Sporangiophores (which bear the asexually reproductive structures) occur singly or in tufts of 3-7, leading to the death of the stomata which they grow near. They consists of four to 11 cells, with a terminal head cell that has numerous whorls of "sporangiate-laterals". Sporangiate-laterals contain the zoosporangia which produce zoospores. Gametangia are produced beneath the upper epidermis, and/or with the sporangiophores in the lower epidermis.

One variety is known and is named var. nana. It differs from the typical variety (var. parasiticus) in that the lesions produced are more irregular, the sporangiophores are shorter (usually with two cells), and the head cells may produce an additional whorl of sporangiophores.

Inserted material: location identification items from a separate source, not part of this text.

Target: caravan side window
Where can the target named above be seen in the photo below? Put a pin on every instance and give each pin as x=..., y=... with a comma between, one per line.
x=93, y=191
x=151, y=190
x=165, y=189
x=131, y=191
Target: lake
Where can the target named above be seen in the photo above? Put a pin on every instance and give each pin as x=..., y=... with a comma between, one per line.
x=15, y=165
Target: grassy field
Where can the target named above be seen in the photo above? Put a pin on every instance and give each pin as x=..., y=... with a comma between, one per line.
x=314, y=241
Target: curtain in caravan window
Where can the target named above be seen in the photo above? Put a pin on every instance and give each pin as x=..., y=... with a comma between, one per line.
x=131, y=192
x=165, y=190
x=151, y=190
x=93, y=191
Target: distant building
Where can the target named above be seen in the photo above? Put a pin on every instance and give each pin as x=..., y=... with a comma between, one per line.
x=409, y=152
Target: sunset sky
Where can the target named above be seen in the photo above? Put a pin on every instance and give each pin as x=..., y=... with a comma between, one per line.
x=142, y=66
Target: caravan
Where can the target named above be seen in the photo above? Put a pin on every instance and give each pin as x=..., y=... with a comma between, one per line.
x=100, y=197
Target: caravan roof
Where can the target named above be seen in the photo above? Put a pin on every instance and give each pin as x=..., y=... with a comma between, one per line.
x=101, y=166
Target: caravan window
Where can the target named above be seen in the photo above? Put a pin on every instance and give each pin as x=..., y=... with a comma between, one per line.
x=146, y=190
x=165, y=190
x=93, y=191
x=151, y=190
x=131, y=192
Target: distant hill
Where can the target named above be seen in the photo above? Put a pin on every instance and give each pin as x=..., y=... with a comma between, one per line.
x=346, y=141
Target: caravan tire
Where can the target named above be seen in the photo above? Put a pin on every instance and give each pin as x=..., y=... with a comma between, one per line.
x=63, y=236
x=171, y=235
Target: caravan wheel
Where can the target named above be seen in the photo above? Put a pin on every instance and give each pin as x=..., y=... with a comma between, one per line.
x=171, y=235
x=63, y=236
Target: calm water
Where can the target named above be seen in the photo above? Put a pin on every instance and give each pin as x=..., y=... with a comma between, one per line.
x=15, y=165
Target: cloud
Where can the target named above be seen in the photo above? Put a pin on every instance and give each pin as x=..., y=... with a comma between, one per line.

=== Symptoms and hosts ===
Red rust is known to infect other plants, including mango, coffee, citrus, and guava. It should not be confused with either the fungal coffee leaf rust, a basidiomycete rust; or with coffee red leaf spot, caused by the related C. virescens. Similar symptoms and pathogenesis seem to be present on all hosts.

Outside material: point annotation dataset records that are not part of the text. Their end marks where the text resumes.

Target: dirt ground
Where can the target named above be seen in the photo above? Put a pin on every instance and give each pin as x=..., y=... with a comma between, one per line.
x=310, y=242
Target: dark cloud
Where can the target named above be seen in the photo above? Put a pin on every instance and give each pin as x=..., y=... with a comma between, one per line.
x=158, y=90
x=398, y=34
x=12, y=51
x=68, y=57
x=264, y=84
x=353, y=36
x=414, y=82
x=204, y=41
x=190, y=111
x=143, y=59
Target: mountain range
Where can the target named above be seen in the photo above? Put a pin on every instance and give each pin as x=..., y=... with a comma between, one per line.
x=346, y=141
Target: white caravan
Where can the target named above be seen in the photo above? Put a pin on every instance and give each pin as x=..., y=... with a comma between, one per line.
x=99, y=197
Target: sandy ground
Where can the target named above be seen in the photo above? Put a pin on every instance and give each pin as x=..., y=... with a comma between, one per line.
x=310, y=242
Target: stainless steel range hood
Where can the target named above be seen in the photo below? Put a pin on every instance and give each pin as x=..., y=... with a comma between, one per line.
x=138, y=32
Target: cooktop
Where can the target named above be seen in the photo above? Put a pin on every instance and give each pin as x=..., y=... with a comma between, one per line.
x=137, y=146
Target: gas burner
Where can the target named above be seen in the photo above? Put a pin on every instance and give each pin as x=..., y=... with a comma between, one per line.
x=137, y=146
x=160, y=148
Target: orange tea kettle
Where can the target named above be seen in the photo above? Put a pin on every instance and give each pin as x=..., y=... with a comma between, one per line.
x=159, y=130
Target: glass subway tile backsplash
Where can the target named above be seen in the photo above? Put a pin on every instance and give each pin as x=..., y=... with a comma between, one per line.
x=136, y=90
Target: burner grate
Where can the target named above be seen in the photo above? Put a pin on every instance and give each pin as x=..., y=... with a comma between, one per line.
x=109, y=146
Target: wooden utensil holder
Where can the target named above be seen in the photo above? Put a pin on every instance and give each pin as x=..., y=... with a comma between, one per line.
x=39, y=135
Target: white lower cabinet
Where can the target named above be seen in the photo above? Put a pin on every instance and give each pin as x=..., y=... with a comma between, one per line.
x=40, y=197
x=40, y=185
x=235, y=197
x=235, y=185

Cephaleuros parasiticus can penetrate the epidermis, although spores more readily spread through wounds. It proceeds to invade the cortical tissue in the stem. On the upper surface of the leaf, the spot is dark red-brown to purple-black, up to 25 mm in diameter. At first, the spot is yellow to green and irregularly cushion-like, but then becomes white from the dead epidermis cells. The lower surface of the spot is equally sized, with dark brown dead leaf tissue. In leaves, the rust causes chlorosis and variegation, which might be surrounded by anthocyanescence. In humid conditions, red-orange filamentous growth may emerge on wounds; these are the crowded sporangiophores. The most extreme symptoms produce necrotic patches on the stem. Repeated infection cycles result in permanently reduced yields mortality, especially in younger plants.

=== Life cycle ===
The algae has a latent period of roughly a year following the initial infection of damaged tissue. After this time, it will begin fruiting during rainy periods. It disperses as both motile zoospores, and also through wind-borne sporangium. Wind and rain are mechanisms of this dispersal.

== Economic importance ==
The disease is increasingly a concern in tea plantations throughout the Indian subcontinent and Sri Lanka in recent decades. It is also present in Chinese tea plantations, although apparently to a lesser extent. In some cases, it can necessitate large-scale replanting, which are especially vulnerable to C. parasiticus. It may present in up to one-quarter of all tea plantations in Bangladesh, and is one of the major threats to the tea plantation industry. It has long been identified as a concern for the industry, with publications dating back to 1907. Already weakened plants, suffering from nutrient stress or damage caused by mechanical harvesters, are at heightened risk of severe infections. It is possible for otherwise healthy plants to develop an infection as well. The National Bank for Agriculture and Rural Development in India recommends the use of pesticides in the establishment of new tea plantations.

== Management ==
The use of mechanical tea harvesters can increase the losses caused by this pathogen, as wounds on the plants allow for aggravated pathogenesis and eventual loss of the plant. As an algae, various agents including detergents and fungicides are mostly ineffective in controlling the disease. A mixture of urea and muriate of potash can also be applied via spraying. Tolerant cultivars are also being developed to reduce loss, although no resistant cultivars currently exist. Cultural practices such as eliminating weed shade and maintaining soil health have also been mentioned as important for the management of C. parasiticus. The mechanism of resistance from potash spraying is related to vigorous plant growth, as potash is an important nutrient for tea plants. The use of potash in conjunction with bordeaux spraying reduced the severity of the algae's impact on crop yields. This is supported by findings that vigorous growth in young plants reduces the severity of an infection. Spraying with copper-based fungicides up to three times throughout the summer, especially as the alga sporulates, can control the disease. Pruning infected branches can also help plants recover.